Town in Innlandet, Norway

Gjøvik is a town in Gjøvik Municipality in Innlandet county, Norway. The town is the administrative centre of Gjøvik Municipality. It is located on the western shore of the large lake Mjøsa, about 45 km south of the town of Lillehammer and about 20 km west (across the lake) from the town of Hamar.

The 20.25 km2 town has a population (2024) of 28,801 and a population density of 1422 PD/km2. This makes it the third largest town in Innlandet county (after Hamar and Lillehammer).

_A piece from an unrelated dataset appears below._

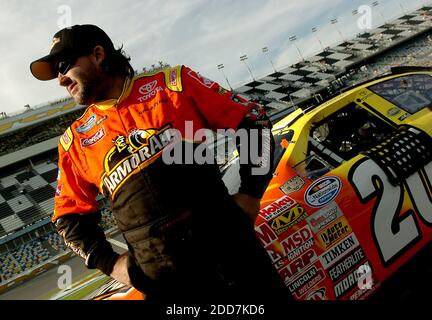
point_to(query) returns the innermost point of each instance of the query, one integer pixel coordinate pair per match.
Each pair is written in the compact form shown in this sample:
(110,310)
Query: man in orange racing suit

The town is located along the river Hunnselva where the river flows into the lake Mjøsa. The town is traditionally an industrial town with several large companies based there including O. Mustad & Son. In 1902, the Gjøvikbanen railway line was built, connecting the town to the national capital, Oslo, which is about 120 km to the south. Gjøvik Church is located in the town. The Gjøvik Olympic Cavern Hall is the world's largest sporting facility that is built into the side of a mountain. It was first built to be used as part of the 1994 Winter Olympics in nearby Lillehammer.

==History==
Historically, the village of Gjøvik was part of the parish and municipality of Vardal. On 1 January 1861, the village was granted kjøpstad (town) status. At that time, the village was separated from Vardal Municipality to form a separate municipality given its new status as a town. Initially, the new town of Gjøvik had 626 residents. On 1 July 1921, a part of Vardal Municipality located just outside the town of Gjøvik (population: 723) was annexed into the town. Again, on 1 January 1955, another part of Vardal Municipality (population: 1,372) was transferred to the town. During the 1960s, there were many municipal mergers across Norway due to the work of the Schei Committee. On 1 January 1964, Biri Municipality, Snertingdal Municipality, and Vardal Municipality were all merged with the town to form the new, larger Gjøvik Municipality.

===Etymology===
The town is named after the old Gjøvik farm (Djúpvík). The first element is djúpr which means "deep" and the second element is vík which means "inlet".